Ten of the apartment complexes in question did not even have steel reinforcements from the design stage, while five of them were built on rebars short of the original design. Five of the new complexes in Namyangju and Paju in Gyeonggi were already built, and people are living there. LH said that complementary constructions were underway in three locations while a safety examination is being conducted with two others. But residents must live in fear after having watched the collapse of the underground parking lot in Geomdan, Incheon.

Steel rebar is essential in building corridors to sustain the weight of the ceiling. Without it, the column can crumble and cause fatal accidents. The Geomdan apartment omitted rebars from its design and construction phase. The liability fell entirely on the builder, GS Engineering and Construction. But LH shares the blame as it approved the design blueprint. It turned out that all of the design and supervision works had gone to companies that recruited former LH executives.
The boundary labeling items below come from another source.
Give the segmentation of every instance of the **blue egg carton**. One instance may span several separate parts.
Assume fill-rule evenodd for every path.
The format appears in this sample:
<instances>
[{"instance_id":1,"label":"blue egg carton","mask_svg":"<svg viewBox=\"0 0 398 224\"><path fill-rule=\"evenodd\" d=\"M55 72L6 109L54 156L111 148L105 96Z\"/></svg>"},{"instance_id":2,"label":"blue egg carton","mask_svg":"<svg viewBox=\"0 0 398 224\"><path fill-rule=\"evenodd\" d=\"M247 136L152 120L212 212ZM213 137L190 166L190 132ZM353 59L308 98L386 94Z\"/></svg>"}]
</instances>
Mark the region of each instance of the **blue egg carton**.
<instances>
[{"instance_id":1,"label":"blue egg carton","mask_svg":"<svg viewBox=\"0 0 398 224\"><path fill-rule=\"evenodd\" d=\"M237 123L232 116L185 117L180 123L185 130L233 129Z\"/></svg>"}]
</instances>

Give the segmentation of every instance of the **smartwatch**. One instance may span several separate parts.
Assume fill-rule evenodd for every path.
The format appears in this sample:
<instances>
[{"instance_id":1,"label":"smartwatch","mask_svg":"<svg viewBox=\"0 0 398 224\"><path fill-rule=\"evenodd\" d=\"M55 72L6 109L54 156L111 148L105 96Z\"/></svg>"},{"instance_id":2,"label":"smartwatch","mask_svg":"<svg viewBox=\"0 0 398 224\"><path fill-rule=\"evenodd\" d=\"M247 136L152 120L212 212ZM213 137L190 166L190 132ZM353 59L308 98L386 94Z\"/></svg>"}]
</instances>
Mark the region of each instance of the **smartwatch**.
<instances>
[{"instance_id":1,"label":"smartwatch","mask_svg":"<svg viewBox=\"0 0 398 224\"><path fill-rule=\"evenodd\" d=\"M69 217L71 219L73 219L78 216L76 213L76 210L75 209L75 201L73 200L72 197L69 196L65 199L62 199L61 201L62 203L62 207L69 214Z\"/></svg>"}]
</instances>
The Citizens’ Coalition for Economic Justice called upon the Board of Audit and Inspection to investigate LH on the suspicion of favoritism behind the collapse of the Geomdan apartment. The civic group claims that companies which recruited LH employees had been favored in winning the order and were waived in design and construction reviews. In the list of companies involved in building 15 LH apartment complexes, revealed by the Land Ministry, five were companies with former LH executives or under direct supervision of LH. Land Minister Won Hee-ryong vowed to slap the heaviest penalty on the design and inspection supervisors and file criminal charges as well as carry out an overhaul to root out a collusive cartel in the construction sector.

The collapse of the Seongsu Bridge in 1994 as a result of slack building by Dong-Ah Construction cost 32 lives. The conniving and outdated construction hierarchy remains in the building sector despite the tragedy of 30 years ago. The omission of steel bars in LH apartments shows how public safety is utterly neglected for the corporate greed. The abnormal practice must be fixed thoroughly and urgently to ensure safe homes for the people in this country.